Microsoft has recently unearthed a sophisticated and targeted cyberattack carried out by a Chinese state-sponsored group called Volt Typhoon. The attack specifically targets critical infrastructure organizations in the United States, with the aim of gaining unauthorized access and conducting espionage activities. Microsoft’s assessment indicates that Volt Typhoon is developing capabilities that could potentially disrupt crucial communications infrastructure between the United States and the Asia region during future crises.
Volt Typhoon has been active since mid-2021 and has previously targeted critical infrastructure organizations in Guam and other parts of the United States. The affected organizations span various sectors, including communications, manufacturing, utilities, transportation, construction, maritime, government, information technology, and education. The group’s behaviour suggests a focus on long-term access and espionage, aiming to remain undetected within target networks.
To achieve their objectives, Volt Typhoon employs stealthy tactics and heavily relies on living-off-the-land techniques, utilizing existing tools and legitimate processes within compromised systems. They collect data, including credentials, from both local and network systems, archive the data for exfiltration, and use stolen credentials to maintain persistence within the network.
Additionally, the group camouflages its activities by routing network traffic through compromised small office and home office (SOHO) network equipment, such as routers, firewalls, and VPN hardware. They have also been observed using customized versions of open-source tools to establish command and control channels, further evading detection.
China’s Response to the Allegations
Following Microsoft’s report, China has vehemently denied the allegations. The Chinese government dismissed the report as “extremely unprofessional” and accused the United States and its Western allies of engaging in a collective disinformation campaign.

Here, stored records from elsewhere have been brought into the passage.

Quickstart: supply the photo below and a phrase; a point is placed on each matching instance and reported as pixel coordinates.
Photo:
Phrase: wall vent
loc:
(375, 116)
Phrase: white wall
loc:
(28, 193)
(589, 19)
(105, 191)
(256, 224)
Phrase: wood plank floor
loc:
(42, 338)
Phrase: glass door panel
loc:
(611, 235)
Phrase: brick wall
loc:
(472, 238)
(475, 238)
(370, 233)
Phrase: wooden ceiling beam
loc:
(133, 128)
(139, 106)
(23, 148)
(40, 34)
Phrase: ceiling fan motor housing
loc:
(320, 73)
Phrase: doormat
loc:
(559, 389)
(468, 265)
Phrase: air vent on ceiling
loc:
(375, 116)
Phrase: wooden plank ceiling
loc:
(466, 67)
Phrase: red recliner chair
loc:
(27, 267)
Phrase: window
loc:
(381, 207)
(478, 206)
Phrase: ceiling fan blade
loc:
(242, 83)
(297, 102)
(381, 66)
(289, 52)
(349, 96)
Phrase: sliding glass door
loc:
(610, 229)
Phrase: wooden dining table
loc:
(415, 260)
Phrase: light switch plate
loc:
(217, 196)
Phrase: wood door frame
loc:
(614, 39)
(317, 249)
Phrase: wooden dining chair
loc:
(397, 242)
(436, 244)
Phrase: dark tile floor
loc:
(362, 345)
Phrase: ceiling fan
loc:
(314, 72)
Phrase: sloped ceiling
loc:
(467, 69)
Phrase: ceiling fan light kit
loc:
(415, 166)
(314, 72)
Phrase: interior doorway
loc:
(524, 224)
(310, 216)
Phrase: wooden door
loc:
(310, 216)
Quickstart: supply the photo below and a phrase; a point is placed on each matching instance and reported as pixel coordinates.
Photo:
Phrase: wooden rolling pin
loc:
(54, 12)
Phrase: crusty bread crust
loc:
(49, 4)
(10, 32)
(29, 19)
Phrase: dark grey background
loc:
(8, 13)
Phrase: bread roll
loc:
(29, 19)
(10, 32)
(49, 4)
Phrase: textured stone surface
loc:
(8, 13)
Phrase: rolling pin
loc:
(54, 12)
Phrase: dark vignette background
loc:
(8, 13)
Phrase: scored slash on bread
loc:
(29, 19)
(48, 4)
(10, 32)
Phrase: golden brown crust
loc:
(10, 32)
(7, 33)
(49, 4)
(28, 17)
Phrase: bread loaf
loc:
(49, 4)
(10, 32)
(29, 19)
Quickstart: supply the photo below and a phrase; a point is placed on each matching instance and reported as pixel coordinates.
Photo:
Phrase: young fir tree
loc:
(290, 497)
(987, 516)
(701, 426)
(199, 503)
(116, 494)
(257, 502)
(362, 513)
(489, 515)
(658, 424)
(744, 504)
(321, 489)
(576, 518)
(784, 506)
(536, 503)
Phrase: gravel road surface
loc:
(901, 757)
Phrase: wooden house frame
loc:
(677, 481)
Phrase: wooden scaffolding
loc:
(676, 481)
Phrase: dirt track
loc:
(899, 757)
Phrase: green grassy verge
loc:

China’s foreign ministry spokeswoman, Mao Ning, stated that the report was a result of the geopolitical agenda of the Five Eyes coalition countries led by the United States.
Mao Ning further criticized the involvement of certain companies in disseminating what she referred to as “disinformation.” She claimed that the United States was expanding new channels to spread false narratives but emphasized that no change in tactics could alter the fact that the US is a “hacker empire.”
In response to the allegations, the United States and its allies defended the report’s findings, highlighting the use of “living off the land” tactics employed by the Volt Typhoon. This approach involves leveraging built-in network tools and legitimate system administration commands within Windows systems to blend in with normal operations. The report warned that these tactics allowed the hackers to appear benign and camouflage their malicious activities.
How to Stay Safe from the Attack
Microsoft has directly notified targeted or compromised customers, sharing crucial information to help them secure their environments. The company emphasizes the importance of tracking threat actors and has provided insights into its new threat actor naming taxonomy.
Organizations affected by this campaign are advised to close or change credentials for all compromised accounts, examine the activity of compromised accounts for malicious actions or exposed data, and implement measures such as strong multi-factor authentication, reducing the attack surface, and enabling cloud-delivered protection and endpoint detection and response (EDR) in block mode.
Microsoft continues to work on tracking and responding to the activities of Volt Typhoon and other nation-state threat actors, emphasizing the importance of collaboration and vigilance in safeguarding critical infrastructure and sensitive systems.